Keith Korenchuk, partner, and Sam Witten, counsel, at Arnold & Porter LLP in Washington: The recent effectiveness of the U.K. Bribery Act, combined with the increase in U.S. enforcement of the Foreign Corrupt Practices Act (FCPA), which prohibits bribery of foreign officials by persons subject to U.S. jurisdiction, heightens the need for effective anti-corruption compliance programs by companies doing business in Latin America and the Caribbean. The Bribery Act prohibits bribery of non-U.K. officials by persons subject to U.K. jurisdiction. It applies to persons ordinarily resident in the United Kingdom and companies carrying on a business there. It thus gives U.K. courts new jurisdiction for bribes of Latin American, Caribbean and even U.S. officials by entities subject to U.K. jurisdiction.

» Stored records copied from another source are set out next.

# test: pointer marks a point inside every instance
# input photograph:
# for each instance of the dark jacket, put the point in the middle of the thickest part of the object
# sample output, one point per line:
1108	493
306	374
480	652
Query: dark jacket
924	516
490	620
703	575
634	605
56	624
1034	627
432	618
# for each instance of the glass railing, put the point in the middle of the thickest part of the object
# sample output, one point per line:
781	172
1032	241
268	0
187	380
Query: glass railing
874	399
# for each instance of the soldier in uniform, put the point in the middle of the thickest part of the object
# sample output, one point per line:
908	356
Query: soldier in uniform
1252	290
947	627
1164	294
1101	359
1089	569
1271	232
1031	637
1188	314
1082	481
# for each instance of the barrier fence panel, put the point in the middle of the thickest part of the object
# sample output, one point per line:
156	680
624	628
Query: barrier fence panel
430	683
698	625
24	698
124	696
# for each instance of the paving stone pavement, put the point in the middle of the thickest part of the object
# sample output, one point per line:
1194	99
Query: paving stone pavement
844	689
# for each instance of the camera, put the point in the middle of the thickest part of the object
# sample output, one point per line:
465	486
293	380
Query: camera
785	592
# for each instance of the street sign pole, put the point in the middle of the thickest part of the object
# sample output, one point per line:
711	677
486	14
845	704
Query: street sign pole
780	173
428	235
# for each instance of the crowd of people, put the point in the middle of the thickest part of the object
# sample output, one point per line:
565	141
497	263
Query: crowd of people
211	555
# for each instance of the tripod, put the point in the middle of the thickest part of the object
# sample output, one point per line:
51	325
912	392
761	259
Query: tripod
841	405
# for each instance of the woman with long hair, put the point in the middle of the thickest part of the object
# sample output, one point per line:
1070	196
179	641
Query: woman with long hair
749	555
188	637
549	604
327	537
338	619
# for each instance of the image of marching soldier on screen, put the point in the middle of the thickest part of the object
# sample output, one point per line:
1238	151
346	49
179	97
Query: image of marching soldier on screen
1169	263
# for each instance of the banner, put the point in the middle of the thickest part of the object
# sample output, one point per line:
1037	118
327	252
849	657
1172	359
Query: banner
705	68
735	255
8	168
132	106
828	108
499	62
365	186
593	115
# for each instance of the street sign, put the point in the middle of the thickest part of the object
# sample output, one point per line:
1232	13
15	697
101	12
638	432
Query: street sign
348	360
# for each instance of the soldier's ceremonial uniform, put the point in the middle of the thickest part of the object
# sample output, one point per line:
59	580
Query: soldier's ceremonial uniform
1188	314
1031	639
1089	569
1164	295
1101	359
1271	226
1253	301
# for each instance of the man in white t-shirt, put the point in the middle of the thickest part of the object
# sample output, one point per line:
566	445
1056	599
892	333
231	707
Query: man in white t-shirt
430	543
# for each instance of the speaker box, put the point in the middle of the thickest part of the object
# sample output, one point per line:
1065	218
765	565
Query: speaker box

Notably, the Bribery Act, unlike the FCPA, also covers commercial bribery. Vigorous enforcement of anti-corruption laws in the region is inconsistent, even though most countries are parties to the Inter-American Convention Against Corruption. Some, like Brazil, are actively seeking to strengthen their corruption laws. The concurrent requirements of the FCPA and the Bribery Act should lead companies subject to their jurisdiction to review and, where necessary, strengthen their anti-corruption programs. Just as importantly, companies in Latin America and the Caribbean that wish to do business with multi-national companies subject to the FCPA and the Bribery Act will likely be required to demonstrate the efforts they have made to implement compliance programs even though they would not be subject to those laws. In this way, these new laws are likely to have far reaching effects all across the region.